The coalition was established between 370 and 320 BC (firstly as the Molossian League in 370 BC), which helped unify the three main Greek tribes of Epirus (i.e., Molossians, Thesprotians, and Chaonians). The oracle of Dodona was the religious, political and cultural centre of the Molossian League and later of the Epirote League. In 297 BC, Pyrrhus of Epirus became leader of the League. When King Agathocles of Syracuse conquered Corcyra, he offered the island as dowry to his daughter Lanassa on her marriage to Pyrrhus of Epirus in 295 BC. The island then became a member of the Epirote League. It was then perhaps that the settlement of Cassope was founded to serve as a base for the king of Epirus' expeditions. The island remained in the Epirote League until 255 BC when it became independent after the death of Alexander II of Epirus. The league was defeated by the Illyrians during the Battle of Phoenice, which forced it to enter into an alliance with Teuta to prevent further attacks. This alliance made the Epirotes hostile to the Achaeans and Aetolians, but it presumably ended following the Illyrian defeat in the First Illyrian War.
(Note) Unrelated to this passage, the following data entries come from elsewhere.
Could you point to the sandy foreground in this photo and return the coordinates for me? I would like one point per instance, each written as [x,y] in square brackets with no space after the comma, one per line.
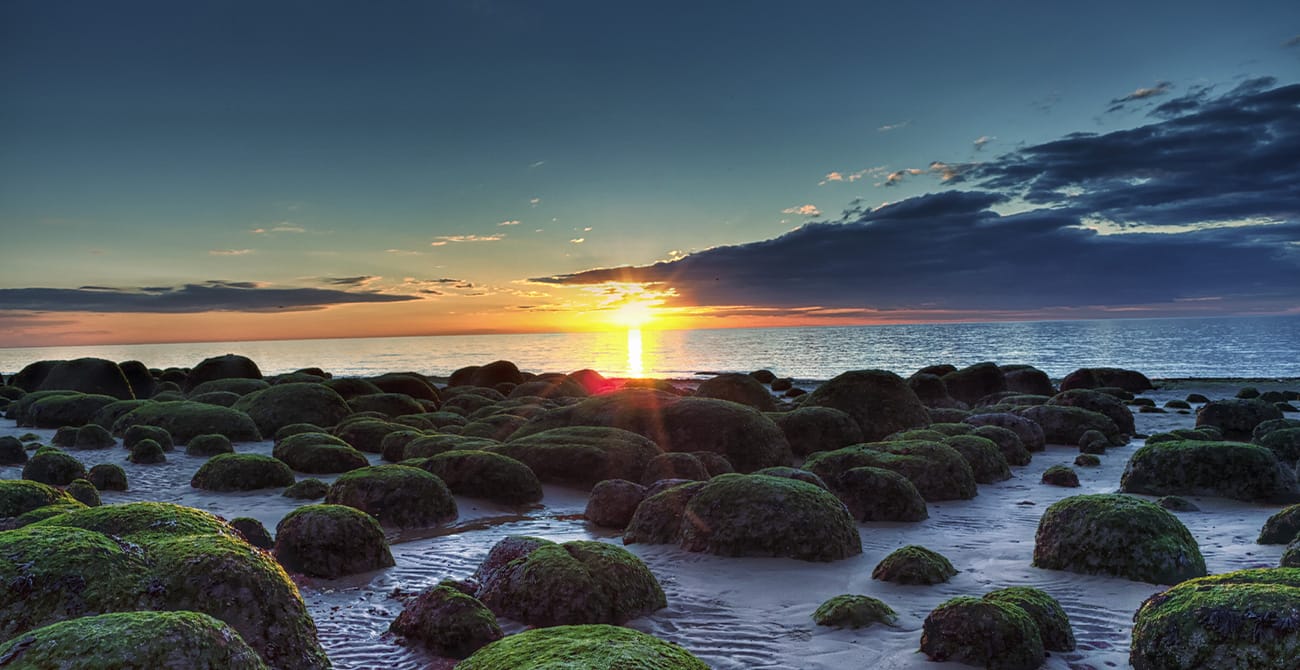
[755,613]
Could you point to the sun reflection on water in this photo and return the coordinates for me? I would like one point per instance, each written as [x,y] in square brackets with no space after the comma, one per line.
[635,368]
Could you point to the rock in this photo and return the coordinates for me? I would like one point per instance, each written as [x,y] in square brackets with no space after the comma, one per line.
[401,496]
[252,532]
[1030,432]
[987,462]
[576,582]
[975,381]
[737,388]
[242,472]
[936,470]
[330,541]
[147,453]
[134,639]
[765,515]
[307,489]
[208,445]
[1282,527]
[319,454]
[107,476]
[1129,380]
[581,455]
[1051,619]
[879,401]
[597,647]
[447,622]
[229,366]
[914,565]
[1230,470]
[612,502]
[53,467]
[854,612]
[1236,419]
[1235,619]
[982,632]
[289,403]
[484,475]
[810,429]
[185,420]
[1117,535]
[1061,476]
[1100,403]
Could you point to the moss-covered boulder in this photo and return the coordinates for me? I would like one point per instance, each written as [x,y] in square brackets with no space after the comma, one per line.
[289,403]
[854,612]
[1030,432]
[879,401]
[1230,470]
[914,565]
[1238,619]
[1281,527]
[20,496]
[242,472]
[936,470]
[107,476]
[447,622]
[810,429]
[64,409]
[401,496]
[594,647]
[581,455]
[763,515]
[982,632]
[1117,535]
[186,419]
[576,582]
[1047,613]
[319,454]
[658,517]
[612,502]
[484,475]
[330,541]
[133,639]
[737,388]
[53,467]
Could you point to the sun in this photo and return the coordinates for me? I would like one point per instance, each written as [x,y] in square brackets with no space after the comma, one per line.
[632,315]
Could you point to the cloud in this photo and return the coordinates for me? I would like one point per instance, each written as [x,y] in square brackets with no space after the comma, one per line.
[207,297]
[445,240]
[804,210]
[1140,94]
[1149,220]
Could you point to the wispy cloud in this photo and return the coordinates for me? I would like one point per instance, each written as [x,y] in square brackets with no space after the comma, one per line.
[207,297]
[445,240]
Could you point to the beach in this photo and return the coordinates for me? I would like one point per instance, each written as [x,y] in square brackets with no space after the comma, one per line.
[755,612]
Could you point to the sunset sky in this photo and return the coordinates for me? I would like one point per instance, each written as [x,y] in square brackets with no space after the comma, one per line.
[274,169]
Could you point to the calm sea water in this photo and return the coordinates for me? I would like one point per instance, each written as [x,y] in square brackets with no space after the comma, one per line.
[1161,348]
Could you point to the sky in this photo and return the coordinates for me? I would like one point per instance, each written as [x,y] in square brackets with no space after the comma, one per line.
[234,169]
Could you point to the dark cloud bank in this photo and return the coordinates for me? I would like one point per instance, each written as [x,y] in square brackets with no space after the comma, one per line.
[1207,201]
[207,297]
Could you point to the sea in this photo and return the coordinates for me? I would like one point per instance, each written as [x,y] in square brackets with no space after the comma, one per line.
[1256,346]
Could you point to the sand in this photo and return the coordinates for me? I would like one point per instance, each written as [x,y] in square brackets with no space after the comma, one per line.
[755,613]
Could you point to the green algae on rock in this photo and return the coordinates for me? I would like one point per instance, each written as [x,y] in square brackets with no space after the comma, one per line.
[1117,535]
[134,639]
[854,612]
[1248,619]
[593,647]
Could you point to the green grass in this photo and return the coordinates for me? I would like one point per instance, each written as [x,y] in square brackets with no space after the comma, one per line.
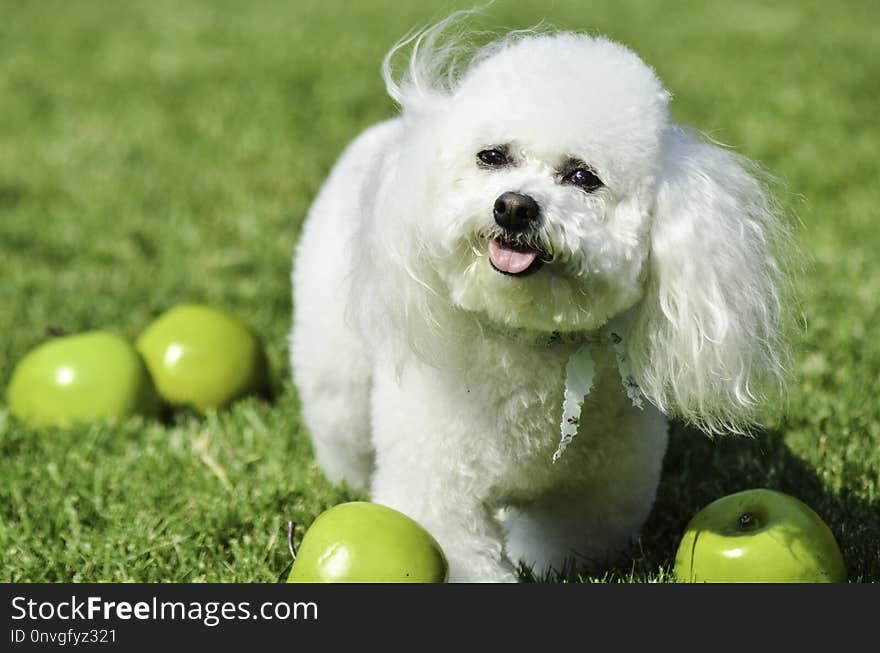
[154,153]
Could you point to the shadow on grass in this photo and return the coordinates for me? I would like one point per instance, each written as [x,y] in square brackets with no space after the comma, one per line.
[697,470]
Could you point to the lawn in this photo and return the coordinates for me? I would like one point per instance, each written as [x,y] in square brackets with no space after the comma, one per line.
[159,152]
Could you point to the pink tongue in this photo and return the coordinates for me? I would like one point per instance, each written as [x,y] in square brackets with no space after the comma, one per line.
[510,260]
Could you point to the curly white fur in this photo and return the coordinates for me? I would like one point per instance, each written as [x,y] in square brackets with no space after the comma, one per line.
[436,382]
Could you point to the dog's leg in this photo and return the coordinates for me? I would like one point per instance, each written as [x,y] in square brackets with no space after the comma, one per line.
[590,521]
[426,468]
[334,393]
[466,531]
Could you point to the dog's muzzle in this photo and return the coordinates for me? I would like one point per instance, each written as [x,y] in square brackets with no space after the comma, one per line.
[517,215]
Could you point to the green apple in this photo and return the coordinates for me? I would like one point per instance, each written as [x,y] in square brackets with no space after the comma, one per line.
[361,542]
[91,376]
[758,536]
[203,357]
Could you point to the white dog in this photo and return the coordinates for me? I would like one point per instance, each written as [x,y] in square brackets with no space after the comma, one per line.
[508,269]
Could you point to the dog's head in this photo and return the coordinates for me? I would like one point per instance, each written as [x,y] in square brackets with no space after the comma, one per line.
[545,190]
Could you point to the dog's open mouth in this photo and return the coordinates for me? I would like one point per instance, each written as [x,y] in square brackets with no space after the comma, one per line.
[514,259]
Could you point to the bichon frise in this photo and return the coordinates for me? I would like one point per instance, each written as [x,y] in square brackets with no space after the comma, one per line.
[500,294]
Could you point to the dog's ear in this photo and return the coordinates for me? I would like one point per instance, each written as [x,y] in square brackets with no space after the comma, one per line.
[706,339]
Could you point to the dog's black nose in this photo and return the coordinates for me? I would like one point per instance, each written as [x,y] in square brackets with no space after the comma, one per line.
[516,212]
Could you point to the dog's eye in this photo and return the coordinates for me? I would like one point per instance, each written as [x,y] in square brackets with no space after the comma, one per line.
[494,158]
[583,178]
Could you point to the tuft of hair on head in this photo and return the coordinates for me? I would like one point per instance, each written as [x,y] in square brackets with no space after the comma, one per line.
[438,55]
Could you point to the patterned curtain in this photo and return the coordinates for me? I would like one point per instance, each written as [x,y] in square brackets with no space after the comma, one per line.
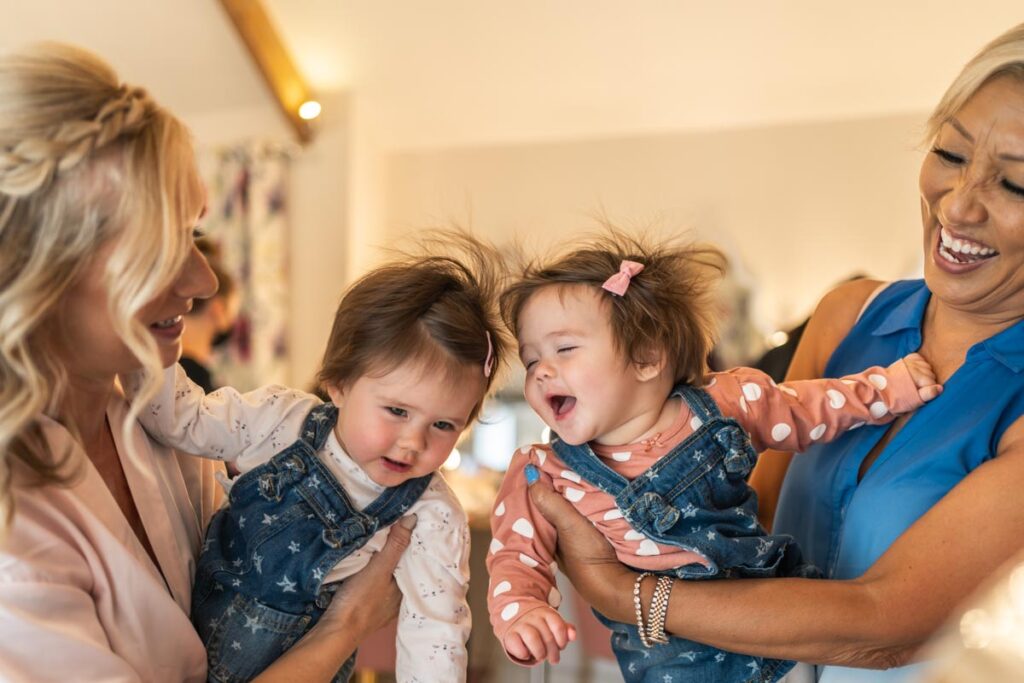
[248,219]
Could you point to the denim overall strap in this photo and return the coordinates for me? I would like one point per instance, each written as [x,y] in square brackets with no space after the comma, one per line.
[318,424]
[394,502]
[700,402]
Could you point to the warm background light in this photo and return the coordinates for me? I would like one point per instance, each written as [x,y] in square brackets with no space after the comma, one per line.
[309,110]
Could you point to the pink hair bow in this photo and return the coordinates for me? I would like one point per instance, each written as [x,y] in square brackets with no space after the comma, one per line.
[619,283]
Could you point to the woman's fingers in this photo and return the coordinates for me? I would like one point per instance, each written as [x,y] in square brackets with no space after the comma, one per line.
[370,598]
[398,538]
[577,537]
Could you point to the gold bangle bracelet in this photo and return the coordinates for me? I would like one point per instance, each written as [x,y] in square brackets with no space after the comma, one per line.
[637,607]
[658,609]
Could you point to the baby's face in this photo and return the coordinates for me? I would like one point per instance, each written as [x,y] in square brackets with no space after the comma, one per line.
[577,380]
[404,424]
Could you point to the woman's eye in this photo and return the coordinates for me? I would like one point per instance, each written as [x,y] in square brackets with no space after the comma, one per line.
[947,156]
[1014,188]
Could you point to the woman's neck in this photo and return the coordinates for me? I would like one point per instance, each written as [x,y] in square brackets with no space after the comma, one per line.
[84,409]
[948,333]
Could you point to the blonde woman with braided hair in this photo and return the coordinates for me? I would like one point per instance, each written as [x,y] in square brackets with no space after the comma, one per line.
[99,197]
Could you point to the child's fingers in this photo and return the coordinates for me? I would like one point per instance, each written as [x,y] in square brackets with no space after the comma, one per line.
[551,644]
[515,646]
[534,641]
[559,629]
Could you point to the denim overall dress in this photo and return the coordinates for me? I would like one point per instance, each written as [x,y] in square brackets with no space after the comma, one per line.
[259,583]
[696,498]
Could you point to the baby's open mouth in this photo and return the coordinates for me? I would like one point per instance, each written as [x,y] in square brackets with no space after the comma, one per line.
[958,250]
[394,465]
[561,404]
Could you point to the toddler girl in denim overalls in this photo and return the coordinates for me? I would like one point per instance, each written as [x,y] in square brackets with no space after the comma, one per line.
[653,450]
[407,367]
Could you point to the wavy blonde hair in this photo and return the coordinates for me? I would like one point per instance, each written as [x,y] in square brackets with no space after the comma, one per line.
[84,161]
[1003,56]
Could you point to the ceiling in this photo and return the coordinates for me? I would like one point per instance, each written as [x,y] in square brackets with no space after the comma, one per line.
[459,72]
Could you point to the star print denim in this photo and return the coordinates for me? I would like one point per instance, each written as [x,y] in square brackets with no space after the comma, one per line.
[696,498]
[259,584]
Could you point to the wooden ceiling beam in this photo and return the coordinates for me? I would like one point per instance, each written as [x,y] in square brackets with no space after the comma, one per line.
[268,51]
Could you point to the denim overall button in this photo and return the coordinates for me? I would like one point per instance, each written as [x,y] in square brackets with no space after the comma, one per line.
[737,447]
[268,486]
[652,507]
[350,529]
[295,463]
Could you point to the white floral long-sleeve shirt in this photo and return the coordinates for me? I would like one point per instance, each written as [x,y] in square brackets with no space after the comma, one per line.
[248,429]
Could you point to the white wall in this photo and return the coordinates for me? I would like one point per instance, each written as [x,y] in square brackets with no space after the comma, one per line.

Although the Epirote League remained neutral in the first two Macedonian Wars, it was ultimately dismantled in the Third Macedonian War (171–168 BC), with the Molossians siding with the Macedonians and the Chaonians and Thesprotians supporting the Roman Republic.

==Decrees of the League==
Copies of the decrees (proxeny and citizenship decrees, manumission records) of the Molossian and Epirote League were set up in Dodona. All members had common citizenship. Regarding the dialect of the Epirote League, it was not Corinthian Doric and even the alphabet was not Corinthian; it was probably Northwest Doric, as some recorded inquiries at Dodona appear to indicate. The first epigraphical evidence of the Molossian League goes back to 370 BC under the king (or basileus) Neoptolemus.